Consommer quotidiennement du paracétamol est-il sans danger ?
Les personnes qui consomment plusieurs boîtes de paracétamol par mois pourraient présenter un risque accru de développer des maladies cardiovasculaires, selon une revue de la littérature médicale publiée ce 2 mars dans la revue Annals of the Rheumatic Diseases. La prise de ce médicament semble pourrait aussi accroître le risque de troubles gastro-intestinaux et des hémorragies digestives sur le long terme. Les données disponibles, bien que limitées, incitent à une vigilance particulière pour les patients concernés.
Au-delà de 4 grammes par jour, le paracétamol peut être toxique pour le foie. Mais même en-deçà de ces doses, cet antalgique pourrait présenter d'autres effets secondaires préoccupants, chez les personnes qui en consomment sur une base régulière.
Des chercheurs britanniques ont parcouru la littérature scientifique à la recherche d'informations sur les éventuels effets secondaires de cette molécule. Seules huit études présentaient des données suffisamment riches pour se prêter à l'analyse.
- L'une de ces études, réalisée en 2006 auprès de plusieurs milliers de femmes adultes, révèle que celles prenant plus de 22 comprimés (d'au moins 500 mg) par mois présentaient un risque significativement augmenté de développer une maladie cardiovasculaire dans les douze ans (risque accru estimé entre +14% et +59%), comparées aux femmes ne consommant pas de paracétamol. Ces données sont théoriquement indépendantes de leur état de santé initial.
- Deux études réalisées en 2002 sur une population similaire montrent que les consommatrices de paracétamol ont également significativement un risque accru d'hypertension, vraisemblablement lié à la dose prise. L'effet apparaît dès un comprimé par mois, mais son intensité est diversement estimée.
- Trois études aboutissent à des conclusions analogues concernant une diminution des capacités de filtration rénale.
- Une étude met en avant un risque accru de troubles gastro-intestinaux et d'hémorragies digestives chez les patients utilisateurs de paracétamol.

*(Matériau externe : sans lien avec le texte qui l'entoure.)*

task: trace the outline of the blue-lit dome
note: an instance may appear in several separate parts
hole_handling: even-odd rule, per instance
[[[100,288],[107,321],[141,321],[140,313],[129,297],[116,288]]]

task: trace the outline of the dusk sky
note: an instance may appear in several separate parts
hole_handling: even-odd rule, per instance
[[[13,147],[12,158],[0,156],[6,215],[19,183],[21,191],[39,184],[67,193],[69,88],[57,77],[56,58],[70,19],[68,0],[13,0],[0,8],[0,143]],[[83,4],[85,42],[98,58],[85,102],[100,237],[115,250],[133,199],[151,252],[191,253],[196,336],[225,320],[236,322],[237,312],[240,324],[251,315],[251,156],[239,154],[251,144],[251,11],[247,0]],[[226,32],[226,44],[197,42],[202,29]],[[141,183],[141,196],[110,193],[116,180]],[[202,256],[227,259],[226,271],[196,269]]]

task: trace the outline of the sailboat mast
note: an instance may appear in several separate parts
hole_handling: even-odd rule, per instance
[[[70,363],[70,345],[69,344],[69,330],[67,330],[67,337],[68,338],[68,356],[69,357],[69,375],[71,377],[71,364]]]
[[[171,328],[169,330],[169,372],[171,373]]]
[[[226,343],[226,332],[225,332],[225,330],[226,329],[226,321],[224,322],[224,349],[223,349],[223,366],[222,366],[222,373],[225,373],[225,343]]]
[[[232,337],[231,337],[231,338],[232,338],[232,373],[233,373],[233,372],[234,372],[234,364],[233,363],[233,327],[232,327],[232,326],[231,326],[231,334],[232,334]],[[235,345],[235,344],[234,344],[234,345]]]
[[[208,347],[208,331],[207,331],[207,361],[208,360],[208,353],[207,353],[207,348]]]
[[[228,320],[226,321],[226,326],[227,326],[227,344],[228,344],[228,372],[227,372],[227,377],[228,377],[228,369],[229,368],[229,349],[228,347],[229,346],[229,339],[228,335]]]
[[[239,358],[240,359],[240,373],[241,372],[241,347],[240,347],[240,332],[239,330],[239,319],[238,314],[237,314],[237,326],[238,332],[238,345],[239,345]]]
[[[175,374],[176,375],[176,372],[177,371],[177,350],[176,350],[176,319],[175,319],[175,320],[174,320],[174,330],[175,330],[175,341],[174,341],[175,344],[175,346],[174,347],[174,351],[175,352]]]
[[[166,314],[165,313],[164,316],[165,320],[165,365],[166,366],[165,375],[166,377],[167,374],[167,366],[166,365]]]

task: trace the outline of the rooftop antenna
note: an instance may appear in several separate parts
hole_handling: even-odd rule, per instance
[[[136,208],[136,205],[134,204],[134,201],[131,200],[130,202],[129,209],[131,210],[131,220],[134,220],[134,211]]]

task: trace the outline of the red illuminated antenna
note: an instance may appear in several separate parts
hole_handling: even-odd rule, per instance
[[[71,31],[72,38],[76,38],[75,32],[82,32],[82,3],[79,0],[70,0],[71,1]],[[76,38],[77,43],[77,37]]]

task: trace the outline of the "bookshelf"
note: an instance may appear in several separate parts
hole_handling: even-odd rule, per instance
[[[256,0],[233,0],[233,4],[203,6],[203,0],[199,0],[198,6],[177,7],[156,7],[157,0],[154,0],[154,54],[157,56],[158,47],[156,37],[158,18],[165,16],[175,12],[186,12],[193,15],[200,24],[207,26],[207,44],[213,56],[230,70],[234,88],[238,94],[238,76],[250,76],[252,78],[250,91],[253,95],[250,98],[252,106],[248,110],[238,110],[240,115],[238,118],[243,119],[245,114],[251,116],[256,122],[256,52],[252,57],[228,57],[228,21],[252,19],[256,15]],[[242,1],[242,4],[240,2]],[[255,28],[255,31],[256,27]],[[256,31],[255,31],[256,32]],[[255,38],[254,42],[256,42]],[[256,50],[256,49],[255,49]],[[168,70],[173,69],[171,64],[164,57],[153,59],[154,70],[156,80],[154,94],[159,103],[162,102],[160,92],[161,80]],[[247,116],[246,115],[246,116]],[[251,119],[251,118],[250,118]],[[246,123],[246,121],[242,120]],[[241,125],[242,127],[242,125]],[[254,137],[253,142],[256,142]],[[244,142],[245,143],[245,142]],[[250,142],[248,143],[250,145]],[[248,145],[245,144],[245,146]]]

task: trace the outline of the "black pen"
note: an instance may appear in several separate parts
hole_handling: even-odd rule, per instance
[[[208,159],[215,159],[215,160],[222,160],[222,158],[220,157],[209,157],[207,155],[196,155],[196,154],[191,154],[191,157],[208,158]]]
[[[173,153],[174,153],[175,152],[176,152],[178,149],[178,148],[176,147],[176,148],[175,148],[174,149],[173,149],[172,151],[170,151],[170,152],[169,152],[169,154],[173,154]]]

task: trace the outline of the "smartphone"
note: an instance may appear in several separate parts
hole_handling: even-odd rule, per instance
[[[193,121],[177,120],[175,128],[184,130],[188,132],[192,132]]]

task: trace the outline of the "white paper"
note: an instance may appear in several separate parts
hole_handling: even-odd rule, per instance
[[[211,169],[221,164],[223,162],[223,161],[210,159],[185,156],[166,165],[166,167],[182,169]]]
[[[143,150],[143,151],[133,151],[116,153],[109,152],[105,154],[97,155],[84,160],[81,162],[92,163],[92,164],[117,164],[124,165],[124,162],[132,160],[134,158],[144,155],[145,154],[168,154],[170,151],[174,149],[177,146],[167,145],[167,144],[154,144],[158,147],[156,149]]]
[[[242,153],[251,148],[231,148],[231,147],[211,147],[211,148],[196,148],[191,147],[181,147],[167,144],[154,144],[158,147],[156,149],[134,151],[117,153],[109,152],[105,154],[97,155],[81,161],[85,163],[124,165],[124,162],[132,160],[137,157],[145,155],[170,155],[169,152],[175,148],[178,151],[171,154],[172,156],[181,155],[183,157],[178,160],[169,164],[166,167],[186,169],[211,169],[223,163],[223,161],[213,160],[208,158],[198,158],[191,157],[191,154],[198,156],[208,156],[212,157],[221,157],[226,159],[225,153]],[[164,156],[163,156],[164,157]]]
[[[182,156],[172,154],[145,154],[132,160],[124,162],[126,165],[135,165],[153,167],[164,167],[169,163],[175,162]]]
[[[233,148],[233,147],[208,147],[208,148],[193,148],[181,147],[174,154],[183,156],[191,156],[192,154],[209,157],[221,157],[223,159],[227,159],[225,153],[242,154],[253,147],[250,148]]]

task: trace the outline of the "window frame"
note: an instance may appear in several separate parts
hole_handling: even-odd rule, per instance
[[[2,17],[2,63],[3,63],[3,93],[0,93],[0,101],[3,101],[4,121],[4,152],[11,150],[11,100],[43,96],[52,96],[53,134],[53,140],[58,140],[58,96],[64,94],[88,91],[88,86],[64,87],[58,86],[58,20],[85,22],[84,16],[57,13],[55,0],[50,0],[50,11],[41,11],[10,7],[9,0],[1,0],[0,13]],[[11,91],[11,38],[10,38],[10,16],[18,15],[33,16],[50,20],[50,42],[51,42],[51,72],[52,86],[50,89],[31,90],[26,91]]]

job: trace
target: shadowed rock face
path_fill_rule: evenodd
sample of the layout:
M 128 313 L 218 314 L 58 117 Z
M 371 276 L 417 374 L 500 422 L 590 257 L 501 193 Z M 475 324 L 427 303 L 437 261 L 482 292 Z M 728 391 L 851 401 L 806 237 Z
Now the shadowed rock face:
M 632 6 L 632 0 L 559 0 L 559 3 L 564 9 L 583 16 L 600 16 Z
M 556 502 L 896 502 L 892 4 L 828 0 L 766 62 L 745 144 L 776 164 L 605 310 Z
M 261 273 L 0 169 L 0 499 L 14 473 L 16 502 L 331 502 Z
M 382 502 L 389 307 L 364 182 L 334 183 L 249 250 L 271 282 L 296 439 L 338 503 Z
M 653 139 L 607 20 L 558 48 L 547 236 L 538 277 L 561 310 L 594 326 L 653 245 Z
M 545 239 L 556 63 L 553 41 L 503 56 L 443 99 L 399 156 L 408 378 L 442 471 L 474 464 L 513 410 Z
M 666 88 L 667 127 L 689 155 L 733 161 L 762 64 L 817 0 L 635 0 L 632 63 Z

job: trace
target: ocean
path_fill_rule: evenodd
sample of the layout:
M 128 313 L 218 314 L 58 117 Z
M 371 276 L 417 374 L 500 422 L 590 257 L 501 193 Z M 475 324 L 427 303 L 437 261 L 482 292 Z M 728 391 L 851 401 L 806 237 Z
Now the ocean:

- Enfin, une étude suggérant un taux de mortalité plus élevé des patients s'étant vu prescrit du paracétamol est également citée. Le contexte de la prescription médicale apparaît toutefois susceptible d'influencer fortement le résultat présenté, et empêche en outre toute extrapolation aux utilisateurs de paracétamol en automédication.
Les auteurs notent toutefois que les gros consommateurs de paracétamol ont souvent, à l'origine, des problèmes médicaux qui imposent la prise d'autres médicaments. Les données recueillies pourraient donc être moins corrélées au paracétamol lui-même qu'à ces autres substances.
Des commentateurs ont d'ores et déjà souligné que les résultats présentés "ne sont pas spécifiques au paracétamol", et semblent partagés avec d'autres analgésiques tels que l'ibuprofène. Les incertitudes liées l'effet propre de ces médicaments dans l'apparition des troubles mentionnés incitent à rester prudent.
Les auteurs de l'étude jugent néanmoins que le risque lié à la prescription de paracétamol est actuellement sous-évalué par les cliniciens. Ils plaident donc "pour que les risques d'effets indésirables [qui lui sont associés] soient mieux pris en compte" dans le calcul du rapport bénéfice/risque, lors des prescriptions.
Plus généralement, "compte tenu de la forte utilisation [du paracétamol] et du fait qu'il peut être obtenu sans prescription", il serait pour eux justifié d'examiner individuellement, "et de façon systématique", son efficacité et sa bonne tolérance.
Le paracétamol (ou acétaminophène) est le médicament le plus prescrit en France. Antalgique (anti-douleur) et antipyrétique (fait baisser la fièvre), il n'a toutefois pas de propriétés anti-inflammatoires ou anti-cicatrisation.